Alışveriş şekli değişti

“Son yaşadığımız süreçte piyasanın döviz kurundan etkilendiği doğrudur. Ama bizim de fırsatçılık yapmamız gerekiyor. Bunu üreticilerimiz için de söylüyorum. Önce, Türkiye’nin 45 günlük yağı kaldı denilerek ayçiçeği yağı sıkıntısı yaşadık. Hâlbuki aslı astarı olmayan bir iddiaydı. Ayçiçeğinde birinci sırada yer alan Rusya ile Ukrayna arasındaki savaş nedeniyle tüm dünyanın yaşadığı hammadde sıkıntısını geçici olarak biz de hissettik. Ama bu ürün olmadığı için değil, alışveriş alışkanlıklarımızın değişmesinden kaynaklandı. Düşünün aylık evinizde 5 litre yağ tüketiyorsunuz ama gidiyorsunuz markete 4-5 teneke sıvıyağ almaya kalkıyorsunuz. Böylece arz ve tedarik zincirini kırmış oluyorsunuz.

Şekerde ilk 5'teyiz

“Ülkemizde, şekerde hammadde ve üretimle alakalı söylenebilecek hiçbir sıkıntı yok. Zaten şeker pancarı üretiminde dünya liginde 5. sıradayız. Biz şeker konusunda zaman zaman ihracatçı ülke bile oluyoruz. Burada tek sıkıntı, açgözlülük. Fırsatçılık yapmamak gerekiyor. Devletin ve milletin yanında olmak lazım. Devlet şeker fabrikaları 298 TL fiyat açıklarken, özel şeker fabrikaları 750 liradan şeker satıyorsa nedenini araştırmak lazım. Bu sefer hem tüketiciler, hem de endüstriyel taraf sıkıntıya giriyor. Helva, reçel üreticisi dahil on binlerce ürünün fiyatı katlanıyor.

Ortak fiyat belirlenmeli

“Bunu önlemenin çeşitli yolları var. Gidersiniz, ‘bize maliyetlerinizi gösterin’ dersiniz. Eğer hiçbir şey yapamıyorsanız, geçmiş zamanlardaki gibi şeker ithalatı yaparsınız. Önceki gün bakanlık şeker fabrikalarına inceletme başlattı. Şeker fiyatlarını 550 TL aralığına çekecekler. Şeker şu anda Türkiye’ye 300-350 lira bandında mal oluyor. Üreticiyi mağdur etmeden ortak bir fiyatta buluşmak lazım diye düşünüyorum. Denetimlerimizi iyi yapmalıyız. Piyasaya Türk Şeker Fabrikalarının açıkladığı rakam üzerinden fiyatlama yapmalarını sağlamalıyız.

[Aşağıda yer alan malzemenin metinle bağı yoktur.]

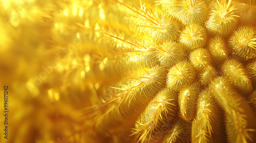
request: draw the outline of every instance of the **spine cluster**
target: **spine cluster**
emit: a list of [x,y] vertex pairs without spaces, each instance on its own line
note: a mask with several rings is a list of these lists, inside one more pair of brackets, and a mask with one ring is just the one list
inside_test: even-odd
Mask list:
[[123,43],[115,54],[132,80],[111,93],[98,130],[134,128],[134,142],[256,141],[256,30],[237,8],[254,3],[238,1],[117,2],[138,38],[106,35]]

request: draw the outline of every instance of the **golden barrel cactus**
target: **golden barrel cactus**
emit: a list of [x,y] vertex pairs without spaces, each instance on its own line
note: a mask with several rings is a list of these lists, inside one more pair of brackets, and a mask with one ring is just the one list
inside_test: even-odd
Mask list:
[[1,142],[256,142],[255,1],[0,4]]

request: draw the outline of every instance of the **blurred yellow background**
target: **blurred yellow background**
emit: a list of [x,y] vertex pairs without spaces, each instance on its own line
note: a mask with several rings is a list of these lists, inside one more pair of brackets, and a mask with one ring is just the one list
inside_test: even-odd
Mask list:
[[126,14],[116,4],[0,1],[1,142],[96,142],[96,114],[79,116],[103,103],[123,74],[115,55],[108,55],[113,43],[103,33],[127,31],[129,20],[120,18]]

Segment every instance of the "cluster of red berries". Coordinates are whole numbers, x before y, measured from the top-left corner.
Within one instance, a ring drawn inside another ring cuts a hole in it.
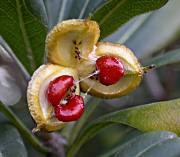
[[[113,56],[102,56],[96,60],[98,80],[109,86],[117,83],[124,76],[122,62]],[[84,112],[84,100],[75,95],[75,80],[72,76],[62,75],[49,83],[47,99],[54,107],[58,120],[69,122],[78,120]]]

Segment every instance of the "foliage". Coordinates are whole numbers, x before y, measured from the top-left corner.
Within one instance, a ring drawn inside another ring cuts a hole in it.
[[[148,74],[136,92],[128,96],[108,101],[88,97],[84,116],[60,132],[66,137],[64,143],[68,143],[64,147],[67,156],[73,157],[76,153],[79,156],[103,153],[101,157],[179,156],[180,100],[172,99],[179,97],[180,89],[180,76],[175,71],[180,62],[178,6],[179,0],[1,0],[0,66],[4,73],[0,74],[0,93],[3,93],[0,101],[4,104],[0,103],[0,156],[46,156],[56,147],[48,138],[53,134],[39,136],[47,140],[46,144],[50,143],[48,149],[41,138],[29,131],[34,123],[27,110],[25,92],[29,76],[46,61],[47,31],[69,18],[96,20],[102,40],[123,42],[144,65],[154,64],[157,70]],[[146,14],[140,15],[142,13]],[[3,84],[7,76],[13,79],[6,79],[7,84]],[[17,92],[18,96],[12,101],[8,101],[12,94],[1,90],[7,86],[12,88],[12,93]],[[153,91],[163,94],[157,99]],[[172,100],[157,101],[162,99]],[[152,101],[157,102],[149,104]],[[130,105],[135,107],[127,108]],[[119,126],[115,128],[114,124]],[[58,132],[58,138],[60,134]],[[29,145],[33,146],[32,150],[27,149]],[[62,143],[57,145],[60,148]],[[34,150],[42,154],[37,155]]]

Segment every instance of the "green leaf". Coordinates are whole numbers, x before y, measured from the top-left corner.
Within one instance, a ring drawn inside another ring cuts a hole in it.
[[[0,127],[0,156],[27,157],[26,148],[18,131],[11,125],[2,124]]]
[[[140,157],[179,157],[180,138],[166,140],[145,151]]]
[[[25,0],[27,6],[29,6],[29,11],[32,14],[39,17],[45,26],[48,25],[48,17],[43,0]]]
[[[154,64],[157,68],[175,63],[180,63],[180,49],[172,50],[145,62],[146,65]]]
[[[43,63],[46,28],[24,0],[1,0],[0,21],[0,34],[32,74]]]
[[[127,126],[126,126],[127,127]],[[106,150],[105,153],[101,154],[99,157],[113,157],[116,152],[118,152],[119,148],[124,144],[127,143],[128,141],[132,140],[135,137],[138,137],[142,134],[142,132],[138,131],[137,129],[131,128],[130,131],[125,133],[120,139],[120,142],[118,145],[114,146],[110,150]]]
[[[180,135],[180,99],[132,107],[107,114],[89,124],[70,147],[73,156],[99,131],[113,124],[125,124],[141,131],[167,130]]]
[[[171,132],[145,133],[121,145],[115,157],[139,157],[144,154],[144,152],[155,147],[156,145],[162,144],[165,141],[176,137],[176,134]],[[154,154],[152,154],[152,156],[154,156]]]
[[[35,136],[32,135],[32,133],[25,127],[25,125],[19,120],[19,118],[1,102],[0,112],[2,112],[8,118],[8,120],[19,130],[25,140],[27,140],[35,149],[42,153],[49,152],[49,150],[44,147]]]
[[[179,38],[180,1],[169,1],[163,8],[153,12],[131,35],[125,45],[140,59],[147,58],[166,48]],[[168,19],[168,20],[167,20]]]
[[[108,36],[133,16],[162,7],[167,0],[109,0],[91,16],[101,28],[101,38]]]
[[[100,101],[101,101],[100,99],[92,98],[92,100],[87,103],[83,116],[81,117],[79,121],[75,123],[75,126],[71,130],[70,137],[69,137],[69,144],[73,144],[74,140],[77,138],[78,134],[80,133],[82,127],[85,125],[88,118],[96,109]]]

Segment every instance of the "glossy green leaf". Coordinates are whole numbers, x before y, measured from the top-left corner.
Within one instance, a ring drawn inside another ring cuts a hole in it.
[[[125,127],[125,126],[123,126]],[[126,126],[127,127],[127,126]],[[130,131],[125,133],[123,137],[120,139],[120,142],[116,144],[113,148],[110,150],[105,150],[105,153],[101,154],[98,157],[113,157],[116,152],[118,152],[119,148],[124,144],[127,143],[128,141],[132,140],[135,137],[140,136],[143,134],[142,132],[138,131],[137,129],[131,128]]]
[[[85,106],[86,109],[85,109],[83,116],[80,118],[79,121],[77,121],[75,123],[75,126],[71,130],[70,137],[69,137],[69,144],[73,144],[74,140],[76,139],[76,137],[80,133],[82,127],[85,125],[89,116],[96,109],[96,107],[100,103],[100,101],[101,101],[100,99],[92,98],[90,100],[90,102],[87,103],[87,105]]]
[[[154,64],[157,68],[175,63],[180,63],[180,49],[172,50],[145,62],[146,65]]]
[[[163,144],[165,141],[176,137],[176,134],[171,132],[145,133],[121,145],[118,153],[116,153],[114,157],[139,157],[156,145]],[[152,156],[154,156],[154,154],[152,154]]]
[[[133,16],[162,7],[167,0],[109,0],[91,16],[101,28],[101,38],[108,36]]]
[[[42,153],[48,153],[49,149],[41,144],[41,142],[26,128],[20,119],[7,107],[0,102],[0,112],[19,130],[21,135],[37,150]]]
[[[46,28],[24,0],[0,1],[0,34],[32,73],[43,63]]]
[[[167,130],[180,135],[180,99],[132,107],[102,116],[87,126],[70,147],[73,156],[99,131],[113,124],[125,124],[141,131]]]
[[[43,24],[47,26],[48,17],[44,0],[24,0],[24,2],[27,4],[27,6],[29,6],[28,10],[31,11],[31,13],[35,16],[39,17]]]
[[[140,59],[147,58],[166,48],[179,38],[180,1],[169,1],[150,17],[125,42]]]
[[[26,148],[18,131],[11,125],[0,125],[0,156],[27,157]]]
[[[73,0],[68,18],[86,18],[98,6],[106,0]]]
[[[179,157],[180,156],[180,138],[174,138],[159,143],[148,149],[138,157]]]

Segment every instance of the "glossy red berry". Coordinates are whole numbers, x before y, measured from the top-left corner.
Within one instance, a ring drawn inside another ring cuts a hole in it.
[[[84,100],[81,96],[72,96],[66,104],[55,108],[55,116],[63,122],[78,120],[84,112]]]
[[[113,56],[102,56],[96,60],[99,81],[106,86],[117,83],[124,76],[122,62]]]
[[[74,85],[72,76],[62,75],[55,78],[49,83],[47,88],[47,99],[51,105],[56,107],[60,101],[65,97],[69,88]]]

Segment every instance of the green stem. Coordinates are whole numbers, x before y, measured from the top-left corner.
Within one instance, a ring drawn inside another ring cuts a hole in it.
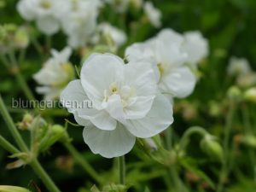
[[[17,131],[15,123],[13,119],[11,119],[9,113],[7,111],[7,108],[3,103],[3,101],[2,99],[2,96],[0,96],[0,111],[3,115],[3,119],[5,120],[13,137],[15,138],[15,142],[17,143],[19,148],[26,153],[30,153],[26,143],[24,143],[20,134]],[[5,143],[6,144],[6,143]],[[9,149],[15,149],[10,145],[8,145]],[[15,150],[16,151],[16,150]],[[15,150],[13,151],[15,152]],[[50,192],[60,192],[58,188],[55,186],[54,182],[50,179],[50,177],[48,176],[48,174],[45,172],[45,171],[41,166],[38,160],[34,157],[32,161],[29,163],[30,166],[32,167],[34,172],[41,177],[45,186],[48,188],[48,189]]]
[[[76,161],[85,170],[90,176],[94,178],[98,183],[103,184],[103,180],[94,170],[94,168],[85,160],[84,158],[77,151],[77,149],[71,144],[70,142],[63,143],[65,148],[69,151]]]
[[[21,89],[23,90],[26,98],[29,100],[35,101],[35,97],[34,97],[32,92],[31,91],[31,90],[29,89],[29,87],[27,86],[27,84],[25,81],[24,77],[21,75],[20,70],[18,70],[15,76],[16,76],[17,81],[19,82]]]
[[[172,149],[172,128],[168,127],[166,130],[166,148],[168,150]]]
[[[125,184],[125,155],[118,157],[119,183]]]
[[[20,67],[19,67],[19,65],[18,65],[18,61],[16,60],[15,53],[13,51],[9,52],[9,56],[10,61],[12,63],[12,66],[15,69],[15,75],[17,79],[18,84],[20,84],[20,85],[21,89],[23,90],[26,96],[29,100],[35,100],[35,97],[34,97],[32,92],[31,91],[30,88],[28,87],[23,75],[20,73]]]
[[[229,174],[229,169],[228,169],[229,154],[230,154],[229,143],[230,143],[230,133],[232,130],[232,124],[233,124],[233,118],[234,118],[235,112],[236,112],[236,103],[232,102],[226,118],[226,125],[224,127],[224,158],[222,163],[222,168],[220,172],[218,184],[217,187],[217,192],[222,192],[224,190],[224,180]]]
[[[15,146],[7,141],[3,136],[0,135],[0,146],[10,154],[20,153]]]
[[[49,52],[50,49],[51,49],[51,37],[47,35],[45,37],[45,41],[46,41],[46,49],[47,49],[47,51]]]
[[[244,130],[245,135],[246,136],[253,135],[253,126],[251,123],[250,113],[248,111],[247,106],[246,106],[246,105],[242,108],[242,118],[243,118],[243,125],[245,127],[245,130]],[[248,154],[249,154],[250,160],[253,164],[252,172],[253,172],[253,174],[254,175],[254,178],[256,178],[255,177],[256,156],[255,156],[254,149],[249,148]]]
[[[200,134],[201,136],[205,136],[208,134],[207,131],[202,127],[200,126],[190,127],[187,131],[185,131],[185,133],[183,134],[183,137],[180,140],[179,143],[180,150],[183,150],[186,148],[187,144],[189,142],[189,137],[195,133]]]
[[[24,152],[28,152],[28,148],[26,147],[26,143],[24,143],[18,130],[16,129],[12,118],[10,117],[9,113],[8,113],[7,108],[4,105],[4,102],[3,102],[1,96],[0,96],[0,112],[3,115],[3,118],[5,121],[5,123],[7,124],[7,126],[8,126],[9,131],[11,132],[13,137],[15,138],[15,142],[17,143],[19,148]]]
[[[43,183],[46,186],[46,188],[50,192],[61,192],[61,190],[57,188],[55,183],[49,177],[47,172],[44,170],[40,163],[37,159],[34,159],[30,163],[30,166],[32,167],[33,171],[37,173],[38,176],[42,179]]]

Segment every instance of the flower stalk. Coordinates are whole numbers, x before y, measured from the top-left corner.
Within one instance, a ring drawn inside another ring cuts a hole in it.
[[[119,182],[120,184],[125,184],[125,155],[118,157]]]
[[[22,139],[20,134],[16,129],[15,123],[10,117],[9,113],[7,111],[7,108],[3,103],[2,96],[0,96],[0,112],[3,115],[3,119],[5,120],[7,126],[11,132],[14,139],[17,143],[17,145],[21,149],[22,152],[30,154],[27,146],[26,145],[24,140]],[[15,147],[13,147],[9,142],[5,139],[1,138],[0,137],[0,143],[4,148],[8,149],[9,152],[19,152]],[[16,154],[16,153],[15,153]],[[38,177],[42,179],[43,183],[45,184],[49,191],[50,192],[61,192],[60,189],[56,187],[55,183],[49,177],[47,172],[44,170],[38,159],[34,155],[31,155],[32,159],[29,160],[28,164],[32,167],[33,171],[38,175]]]
[[[62,143],[64,147],[72,154],[75,160],[84,169],[84,171],[99,184],[103,184],[103,179],[97,174],[94,168],[85,160],[84,158],[77,151],[70,142]]]

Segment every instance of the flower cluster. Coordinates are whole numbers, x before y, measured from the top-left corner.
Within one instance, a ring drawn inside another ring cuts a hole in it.
[[[191,94],[196,82],[190,67],[195,67],[207,53],[207,41],[199,32],[183,36],[164,29],[155,38],[129,46],[125,56],[135,62],[142,59],[150,62],[160,90],[182,98]]]
[[[52,36],[61,30],[67,36],[67,44],[74,49],[95,44],[97,32],[109,35],[119,47],[126,41],[126,35],[108,23],[97,25],[100,9],[112,5],[118,13],[125,12],[129,6],[143,9],[146,20],[155,27],[161,25],[161,13],[151,3],[143,0],[20,0],[17,9],[28,21],[35,21],[43,33]],[[104,38],[104,37],[103,37]]]
[[[190,46],[199,49],[198,55]],[[80,79],[61,92],[61,102],[85,126],[84,139],[92,152],[123,155],[136,137],[151,137],[172,123],[172,97],[192,92],[196,78],[189,64],[195,67],[207,53],[203,49],[207,43],[200,33],[182,36],[166,29],[128,47],[128,63],[115,55],[93,54],[83,64]],[[84,101],[92,108],[84,108]],[[74,102],[79,104],[70,104]]]
[[[52,57],[33,76],[42,85],[36,89],[37,92],[44,95],[46,101],[58,98],[62,89],[74,78],[73,67],[68,61],[72,54],[71,49],[67,47],[61,52],[52,49],[51,54]]]
[[[53,35],[61,28],[72,47],[83,46],[96,27],[99,0],[20,0],[17,9],[26,20],[35,20],[38,28]]]

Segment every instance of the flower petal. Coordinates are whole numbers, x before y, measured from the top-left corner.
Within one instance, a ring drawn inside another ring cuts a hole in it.
[[[137,96],[136,102],[124,108],[125,119],[142,119],[147,115],[152,107],[154,96]]]
[[[80,118],[89,119],[98,129],[109,131],[116,128],[116,120],[106,110],[84,108],[78,112]]]
[[[163,75],[159,83],[160,91],[178,98],[183,98],[190,95],[196,83],[195,74],[185,66],[171,70],[166,75]]]
[[[172,122],[172,105],[166,96],[159,94],[153,102],[151,110],[145,118],[129,119],[122,123],[132,135],[147,138],[161,132]]]
[[[134,88],[138,96],[154,96],[157,84],[151,63],[138,61],[125,65],[125,84]]]
[[[43,16],[37,20],[39,30],[46,35],[53,35],[60,29],[59,21],[52,16]]]
[[[124,155],[131,150],[136,137],[122,125],[114,131],[102,131],[96,127],[84,128],[83,137],[94,154],[106,158]]]
[[[93,54],[84,63],[81,82],[88,97],[95,107],[101,109],[104,91],[113,82],[119,82],[123,76],[124,61],[112,54]]]
[[[84,91],[80,80],[69,82],[61,92],[60,99],[61,104],[70,113],[74,113],[79,108],[89,108],[85,103],[90,102]]]

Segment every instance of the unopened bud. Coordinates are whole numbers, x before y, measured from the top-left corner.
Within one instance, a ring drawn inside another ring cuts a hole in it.
[[[0,185],[0,191],[1,192],[31,192],[30,190],[25,188],[11,186],[11,185]]]
[[[256,148],[256,137],[253,135],[247,135],[242,137],[241,142],[243,144]]]
[[[30,130],[33,119],[34,118],[32,114],[30,113],[24,114],[22,121],[17,124],[18,128],[20,130]]]
[[[28,46],[29,38],[26,30],[20,27],[15,34],[15,44],[16,48],[25,49]]]
[[[240,89],[236,86],[231,86],[227,92],[228,97],[231,100],[239,100],[241,96]]]
[[[256,87],[246,90],[244,99],[247,102],[256,102]]]
[[[206,135],[201,142],[201,149],[212,160],[221,161],[224,157],[224,151],[216,138],[209,134]]]
[[[46,151],[54,143],[58,142],[61,137],[66,136],[66,130],[63,126],[59,125],[49,125],[46,129],[46,134],[42,138],[39,144],[40,151]]]

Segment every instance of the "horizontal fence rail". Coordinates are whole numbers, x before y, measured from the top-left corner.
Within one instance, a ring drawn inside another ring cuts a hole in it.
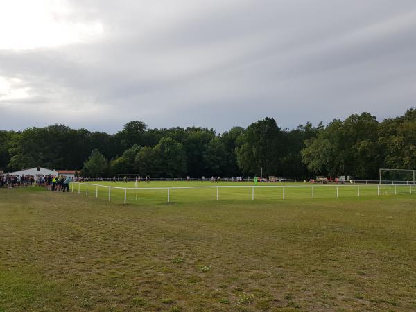
[[[302,194],[309,193],[308,196],[310,198],[315,198],[317,190],[320,189],[333,189],[333,197],[340,197],[340,193],[344,189],[353,189],[355,190],[353,193],[354,195],[349,195],[351,196],[361,197],[363,196],[363,191],[370,193],[372,195],[390,195],[390,193],[397,195],[398,193],[413,193],[416,191],[416,184],[376,184],[376,185],[363,185],[363,184],[305,184],[305,185],[206,185],[206,186],[193,186],[193,187],[114,187],[111,185],[103,185],[92,183],[84,183],[84,182],[72,182],[71,183],[71,191],[78,192],[78,194],[81,193],[80,187],[85,187],[85,193],[86,196],[89,196],[89,193],[94,193],[96,198],[98,198],[98,188],[107,189],[107,198],[108,201],[112,200],[112,190],[114,190],[113,193],[119,191],[119,197],[122,196],[123,197],[123,204],[127,203],[128,200],[128,191],[136,191],[135,192],[135,200],[137,200],[138,191],[164,191],[166,192],[167,202],[171,202],[171,190],[190,190],[190,189],[214,189],[216,190],[216,196],[213,196],[216,200],[219,200],[219,193],[220,189],[249,189],[251,191],[251,199],[252,200],[255,198],[255,189],[275,189],[281,190],[281,199],[284,200],[288,193],[291,192],[291,190],[303,189],[304,192]],[[388,191],[386,188],[388,188]],[[101,191],[101,193],[103,193]]]
[[[327,180],[327,182],[325,182],[324,183],[320,182],[317,182],[315,179],[313,178],[309,178],[309,179],[277,179],[275,181],[261,181],[260,179],[261,177],[257,177],[257,178],[259,179],[258,182],[259,183],[270,183],[270,184],[275,184],[275,183],[309,183],[311,182],[311,180],[315,180],[315,183],[314,184],[380,184],[380,180],[345,180],[344,181],[341,181],[341,180],[338,180],[338,181],[336,181],[335,180]],[[88,178],[80,178],[82,179],[80,181],[81,182],[113,182],[113,179],[112,178],[108,178],[108,177],[105,177],[105,178],[94,178],[94,177],[88,177]],[[244,178],[242,180],[236,180],[236,179],[233,179],[232,177],[221,177],[220,178],[218,181],[218,182],[236,182],[236,183],[241,183],[241,182],[253,182],[253,179],[252,178]],[[135,182],[136,180],[135,177],[128,177],[126,181],[128,182]],[[122,182],[123,179],[116,179],[116,181],[117,182]],[[170,182],[170,181],[191,181],[191,182],[211,182],[211,180],[210,178],[205,178],[205,179],[202,179],[202,178],[195,178],[195,177],[191,177],[190,178],[189,180],[187,178],[184,177],[152,177],[150,179],[149,179],[149,181],[167,181],[167,182]],[[141,180],[140,180],[141,182],[144,182],[145,180],[144,178],[141,178]],[[391,185],[395,185],[395,184],[397,184],[397,185],[413,185],[415,184],[415,182],[413,182],[413,180],[381,180],[381,184],[391,184]]]

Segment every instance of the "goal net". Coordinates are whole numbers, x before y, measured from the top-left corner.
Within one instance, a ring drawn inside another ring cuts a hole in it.
[[[139,178],[139,177],[140,175],[139,173],[119,173],[117,175],[117,181],[123,181],[125,177],[127,178],[128,181],[135,181],[136,178]]]
[[[415,184],[416,170],[413,169],[379,169],[380,184]]]

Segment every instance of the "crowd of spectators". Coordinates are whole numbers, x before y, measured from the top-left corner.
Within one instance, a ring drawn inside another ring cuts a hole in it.
[[[0,175],[0,188],[25,187],[35,184],[51,191],[68,192],[71,181],[71,177],[64,175],[47,175],[33,177],[28,175]]]

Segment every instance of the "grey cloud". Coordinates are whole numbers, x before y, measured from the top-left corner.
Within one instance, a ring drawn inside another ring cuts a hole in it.
[[[69,17],[100,21],[103,36],[0,50],[0,76],[31,90],[0,101],[2,128],[58,122],[115,132],[140,119],[222,132],[266,116],[292,128],[415,106],[413,1],[71,3]]]

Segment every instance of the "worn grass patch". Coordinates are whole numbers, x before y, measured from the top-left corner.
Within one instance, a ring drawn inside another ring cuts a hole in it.
[[[415,310],[415,203],[0,189],[0,311]]]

Devlet fedakârlığı yapıyor

Ak Parti iktidarı KDV’yi yüzde 8’den yüzde 1’e çekti. Yapması gereken fedakârlığı yaptı. Buna rağmen temel gıda fiyatları yükseltilerek vatandaşın tenceresi hedef alınıyor. Biz bunu bir iki sene önce soğan fiyatlarında yaşadık. Mevsimsel nedenlerle memleketimizde bazı ürünlerde benzer sıkıntı yaşıyoruz. Bazı çevreler tarafından bu durumlarda ters algılar oluşturulmaya çalışılıyor. ‘Buna sebep olan devlet’ şeklinde bir kanaat oluşmasın. Devlet hiçbir zaman vatandaşının milletinin mağdur olmasına izin vermeyecektir.

Denetim metodu değişmeli

“Devlet ve kurumları denetimlerini artırmalı. Ama sahada, market ve toptancılarda binlerce memurla etiket kontrol etmenin, fatura ve depodaki malı saymanın bir anlamı yok. Burada yapılması gereken bir şey varsa sorunu menbağında çözmek lazım. Menbağı neresi? Üretim alanları. Türkiye’de hangi ürüne bakarsanız bakın fiyatı belirleyen 5 tane firma vardır, 6 olmamıştır. 5 firmaya birer tane müfettiş göndereceksiniz ve oturup gelir-gider hesaplarına, maliyetlerine bakacaksınız. Yani yukarıdan aşağıya bir şey yapmamız lazım. O zaman sorun kökten hal olur.”